Monetized Installment Sale (M453) Transactions

Monetized Installment Sales (M453 Transactions) also known as “collateralized installment sales” or “C453 transactions” are based on Section 453 of the IRS Code. This planning approach uses a third-party dealer in capital assets to defer sale proceeds (and the tax on those proceeds) for lengthy periods of time. Because it does no good to defer taxes if you do not have access to the funds, this strategy includes a monetizing loan to provide liquidity during the installment period.

Delaware Statutory Trust (DST)

A Delaware Statutory Trust (DST) is a legally recognized trust that is set up for the purpose of business, but not necessarily in Delaware. DST Investments are offered as replacement property for accredited investors seeking to defer their capital gains taxes through the use of a 1031 tax deferred exchange and as straight cash investments for those wishing to diversify their real estate holdings.

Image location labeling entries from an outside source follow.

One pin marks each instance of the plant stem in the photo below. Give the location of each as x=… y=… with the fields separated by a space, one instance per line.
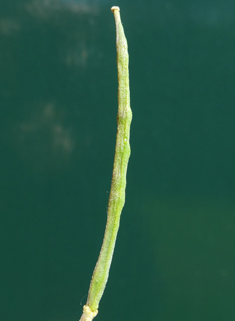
x=118 y=185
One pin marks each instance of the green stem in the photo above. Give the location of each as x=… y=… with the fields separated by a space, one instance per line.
x=118 y=185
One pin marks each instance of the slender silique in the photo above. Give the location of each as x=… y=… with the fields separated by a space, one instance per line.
x=118 y=185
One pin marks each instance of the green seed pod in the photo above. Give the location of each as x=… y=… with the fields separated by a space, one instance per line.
x=118 y=185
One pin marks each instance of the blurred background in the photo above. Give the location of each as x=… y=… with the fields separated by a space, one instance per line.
x=174 y=259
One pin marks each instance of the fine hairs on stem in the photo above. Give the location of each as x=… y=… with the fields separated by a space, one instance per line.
x=118 y=185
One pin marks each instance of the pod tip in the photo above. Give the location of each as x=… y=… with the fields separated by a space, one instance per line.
x=115 y=8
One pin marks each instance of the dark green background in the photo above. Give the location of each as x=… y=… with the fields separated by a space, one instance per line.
x=174 y=259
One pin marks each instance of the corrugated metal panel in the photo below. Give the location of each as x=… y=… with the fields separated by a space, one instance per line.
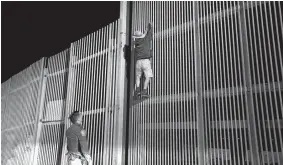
x=91 y=89
x=51 y=129
x=20 y=114
x=216 y=95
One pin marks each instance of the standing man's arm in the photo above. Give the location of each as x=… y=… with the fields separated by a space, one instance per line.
x=84 y=145
x=149 y=31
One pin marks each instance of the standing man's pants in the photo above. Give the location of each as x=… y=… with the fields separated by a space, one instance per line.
x=75 y=162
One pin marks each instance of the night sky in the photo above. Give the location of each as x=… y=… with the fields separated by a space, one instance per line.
x=31 y=30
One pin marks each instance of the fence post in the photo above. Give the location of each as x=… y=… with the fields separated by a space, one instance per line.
x=119 y=153
x=39 y=116
x=69 y=101
x=248 y=84
x=198 y=79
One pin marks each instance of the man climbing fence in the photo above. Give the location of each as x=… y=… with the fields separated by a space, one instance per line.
x=143 y=54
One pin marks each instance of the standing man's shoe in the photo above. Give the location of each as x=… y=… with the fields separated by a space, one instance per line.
x=144 y=93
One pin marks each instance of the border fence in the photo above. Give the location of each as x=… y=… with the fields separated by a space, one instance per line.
x=215 y=98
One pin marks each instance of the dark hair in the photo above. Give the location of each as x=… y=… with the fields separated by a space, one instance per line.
x=74 y=116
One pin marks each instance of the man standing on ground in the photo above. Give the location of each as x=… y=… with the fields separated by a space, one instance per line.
x=77 y=145
x=143 y=54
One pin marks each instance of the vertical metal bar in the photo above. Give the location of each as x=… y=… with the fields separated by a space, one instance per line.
x=198 y=77
x=278 y=74
x=120 y=143
x=273 y=80
x=183 y=147
x=247 y=82
x=231 y=100
x=40 y=109
x=96 y=114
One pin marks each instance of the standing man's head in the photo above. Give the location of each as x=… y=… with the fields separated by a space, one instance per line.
x=138 y=34
x=76 y=117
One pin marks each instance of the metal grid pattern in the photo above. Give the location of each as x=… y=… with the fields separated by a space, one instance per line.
x=91 y=90
x=19 y=123
x=216 y=95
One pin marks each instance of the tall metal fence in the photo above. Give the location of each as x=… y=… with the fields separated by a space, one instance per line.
x=216 y=94
x=51 y=127
x=20 y=99
x=92 y=89
x=215 y=98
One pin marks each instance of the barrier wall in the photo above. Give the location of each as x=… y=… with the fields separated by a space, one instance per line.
x=20 y=99
x=216 y=95
x=215 y=98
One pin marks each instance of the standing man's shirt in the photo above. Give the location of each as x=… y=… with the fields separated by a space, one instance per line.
x=143 y=45
x=76 y=140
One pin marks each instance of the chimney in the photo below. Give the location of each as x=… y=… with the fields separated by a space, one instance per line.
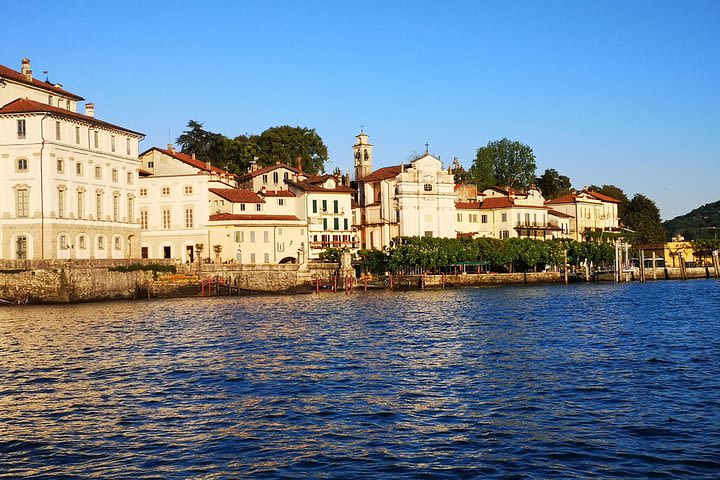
x=25 y=69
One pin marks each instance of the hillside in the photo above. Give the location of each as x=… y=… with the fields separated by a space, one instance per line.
x=695 y=224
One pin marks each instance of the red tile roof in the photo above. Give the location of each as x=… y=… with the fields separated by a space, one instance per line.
x=467 y=205
x=236 y=195
x=24 y=105
x=382 y=174
x=277 y=193
x=11 y=74
x=497 y=202
x=187 y=159
x=240 y=217
x=267 y=169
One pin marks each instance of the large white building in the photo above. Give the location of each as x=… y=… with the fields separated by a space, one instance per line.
x=70 y=180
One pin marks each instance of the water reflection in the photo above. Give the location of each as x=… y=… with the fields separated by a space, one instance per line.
x=542 y=382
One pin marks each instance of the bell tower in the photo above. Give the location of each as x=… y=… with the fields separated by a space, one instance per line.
x=362 y=152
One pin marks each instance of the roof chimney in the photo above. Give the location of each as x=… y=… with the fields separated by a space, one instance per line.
x=25 y=69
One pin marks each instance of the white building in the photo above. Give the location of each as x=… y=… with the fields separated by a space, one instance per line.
x=175 y=203
x=70 y=179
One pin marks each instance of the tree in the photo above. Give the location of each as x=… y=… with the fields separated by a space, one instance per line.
x=205 y=145
x=285 y=144
x=643 y=216
x=552 y=184
x=513 y=164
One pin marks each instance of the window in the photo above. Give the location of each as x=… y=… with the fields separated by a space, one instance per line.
x=143 y=219
x=21 y=247
x=61 y=202
x=116 y=207
x=22 y=199
x=99 y=205
x=21 y=129
x=81 y=204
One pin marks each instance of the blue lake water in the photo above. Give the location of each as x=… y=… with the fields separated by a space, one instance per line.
x=585 y=381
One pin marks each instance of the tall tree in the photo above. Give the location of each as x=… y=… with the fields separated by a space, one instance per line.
x=285 y=144
x=552 y=184
x=204 y=144
x=513 y=163
x=643 y=216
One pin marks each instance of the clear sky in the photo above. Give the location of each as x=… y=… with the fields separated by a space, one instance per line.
x=624 y=93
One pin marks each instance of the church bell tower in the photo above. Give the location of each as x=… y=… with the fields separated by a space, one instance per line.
x=362 y=151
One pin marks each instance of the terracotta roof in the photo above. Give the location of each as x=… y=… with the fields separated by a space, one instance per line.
x=555 y=213
x=497 y=202
x=239 y=217
x=467 y=205
x=24 y=105
x=236 y=195
x=315 y=188
x=277 y=193
x=267 y=169
x=11 y=74
x=187 y=159
x=602 y=197
x=382 y=174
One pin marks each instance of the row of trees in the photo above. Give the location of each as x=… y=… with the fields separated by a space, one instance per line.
x=282 y=143
x=514 y=254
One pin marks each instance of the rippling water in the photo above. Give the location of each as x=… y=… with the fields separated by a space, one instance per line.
x=597 y=380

The DST property ownership structure allows the smaller investor to own a fractional interest in large, institutional quality and professionally managed commercial property along with other investors, not as limited partners, but as individual owners within a Trust. Each owner receives their percentage share of the cash flow income, tax benefits, and appreciation, if any, of the entire property. DSTs provide the investor the potential for annual appreciation and depreciation (tax shelter), and most have minimum investments as low as $100,000, allowing some investors the benefit of diversification into several properties. The DST ownership option essentially offers the same benefits and risks that an investor would receive as a single large-scale investment property owner, but without the management responsibility. Each DST property asset is managed by professional investment real estate asset managers and property managers.

*These are among the most popular options used. There are a number of others. Consult your wealth manager, financial planner & CPA.